AnyDSL - A Partial Evaluation Framework for Programming High-Performance Libraries
AnyDSL is a framework for domain-specific libraries (DSLs). These are implemented in our language Impala. In order to achieve high-performance, Impala partially evaluates any abstractions these libraries might impose. Partial evaluation and other optimizations are performed on AnyDSL’s intermediate representation Thorin.
Support
You can ask for support on Discord.
Current Dates
Join the AnyDSL Workshop on July 21, 2022!
AnyDSL Architecture
Embedding of DSLs in Impala
When developing a DSL, people from different areas come together:
- the application developer who just wants to use the DSL,
- the DSL designer who develops domain-specific abstractions, and
- the machine expert who knows the target machine very well and how to massage the code in order to achieve good performance.
AnyDSL allows a separation of these concerns using
- higher-order functions,
- partial evaluation and,
- triggered code generation.
Application Developer
fn main() {
let img = load("dragon.png");
let blurred = gaussian_blur(img);
}
DSL Designer
fn gaussian_blur(field: Field) -> Field {
let stencil: Stencil = { /* ... */ };
let mut out: Field = { /* ... */ };
for x, y in @iterate(out) {
out.data(x, y) = apply_stencil(x, y, field, stencil);
}
out
}
Machine Expert
fn iterate(field: Field, body: fn(int, int) -> ()) -> () {
let grid = (field.cols, field.rows, 1);
let block = (128, 1, 1);
with nvvm(grid, block) {
let x = nvvm_tid_x() + nvvm_ntid_x() * nvvm_ctaid_x();
let y = nvvm_tid_y() + nvvm_ntid_y() * nvvm_ctaid_y();
body(x, y);
}
}
Talk
Selected Results
Rodent: https://github.com/anydsl/rodent
Rodent is a BVH traversal library and renderer implemented using the AnyDSL compiler framework. Rodent is a renderer-generating library that converts 3D scenes into optimized/specialized code the scene on CPUs and GPUs. Compared with state-of-the-art renderer, we obtain the following speedups:
- Embree (Intel): up to 23% faster
- OptiX (NVIDIA): up to 31% faster (megakernel)

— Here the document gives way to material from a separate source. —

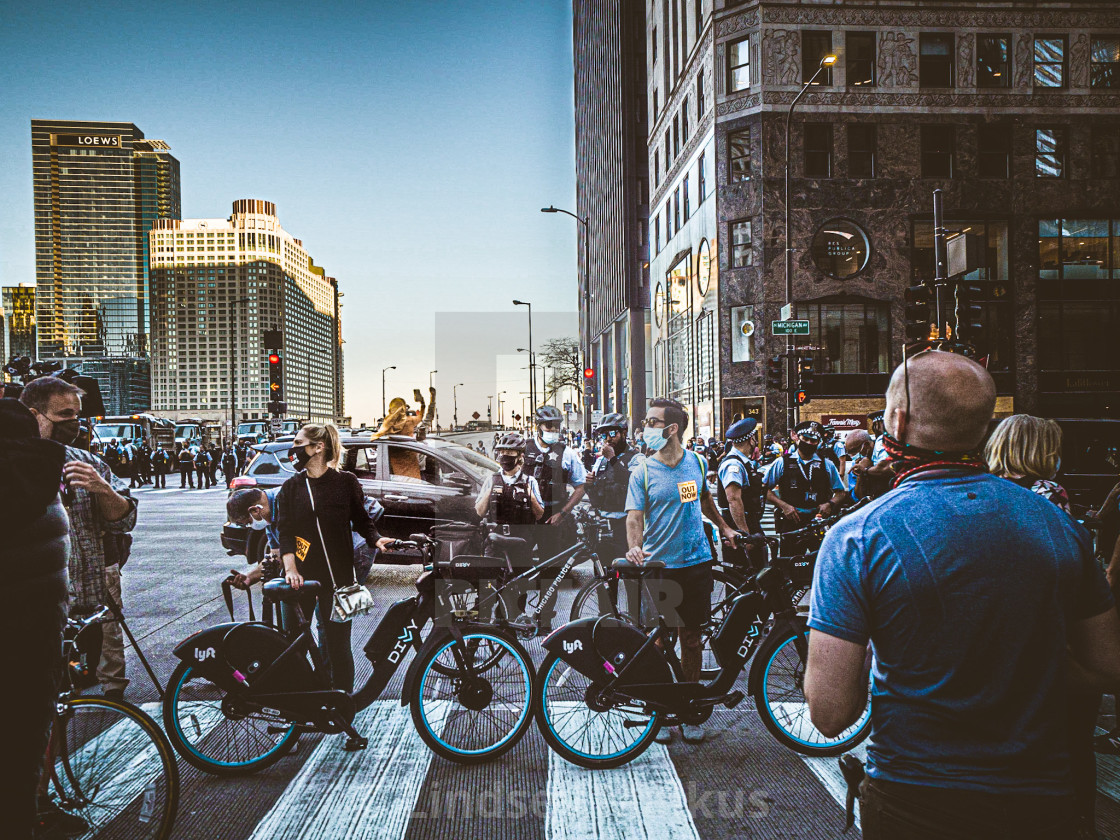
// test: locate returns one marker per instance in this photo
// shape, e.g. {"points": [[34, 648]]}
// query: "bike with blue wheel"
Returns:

- OptiX (NVIDIA): up to 42% faster (wavefront)
Rodent supports also ARM CPUs and AMD GPUs.
Stincilla: https://github.com/anydsl/stincilla
Stincilla is a DSL for stencil codes. We used the Gaussian blur filter as example and compared against the implementations in OpenCV 3.0 as reference. Thereby, we achieved the following results:
- Intel CPU: 40% faster
- Intel GPU: 25% faster
- AMD GPU: 50% faster
- NVIDIA GPU: 45% faster
- Up to 10x shorter code
RaTrace: https://github.com/anydsl/traversal
RaTrace is a DSL for ray traversal.
- 17% faster on NVIDIA GTX 970 (reference: Aila et al.)
- 11% faster on Intel Core i7-4790 using type inference (reference: Embree)
- 10% slower on Intel Core i7-4790 using auto-vectorization (reference: Embree)
- 1/10th of coding time according to Halstead measures